コマンド・オブジェクトがケアテーカーとして機能します。 コマンド・オブジェクトは、 コマンドに関連した実作業を実行する前に、 エディターのメメントを獲得します。 ユーザーが最新のコマンドを取り消そうとする時、 エディターはそのコマンドに保存されたメメントを使って、 自身を前の状態に戻すことができます。
メメント・クラスは、 公開フィールドも setter も getter も宣言しません。 そのため、 いかなるオブジェクトも、 メメントの内容を変更することはできません。 メメントは、 それを構築したエディター・オブジェクトとリンクされています。 リンクされたエディターの setter メソッドを介して、 メメントはエディターの状態を復元することができます。 メメントは、 特定のエディター・オブジェクトにリンクされているため、 アプリは、 複数の独立したエディター・ウィンドウを、 一元化された取り消し用スタックでサポートできます。
適応性
オブジェクトの以前の状態を復元するためにオブジェクトの状態のスナップショットを生成したい場合に Memento パターンを使用します。
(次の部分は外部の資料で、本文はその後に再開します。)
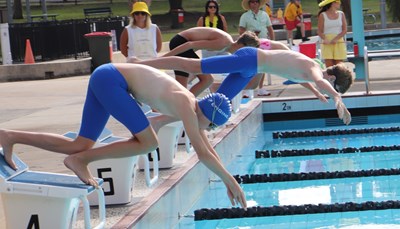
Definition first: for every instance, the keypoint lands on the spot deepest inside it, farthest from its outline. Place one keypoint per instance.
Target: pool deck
(55, 106)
Memento パターンを使用すると、 非公開フィールドを含むオブジェクトの状態の完全なコピーを作成し、 オブジェクトから分離して保存できます。 多くの人たちは 「取り消す」 コマンドの使用例のおかげでこのパターンを覚えていますが、 このパターンは、 トランザクション (つまりエラー発生時の操作のロールバックが必要な場合) を扱う際にも不可欠です。
オブジェクトのフィールドや getter や setter への直接アクセスがカプセル化に違反する場合は、 このパターンを使用します。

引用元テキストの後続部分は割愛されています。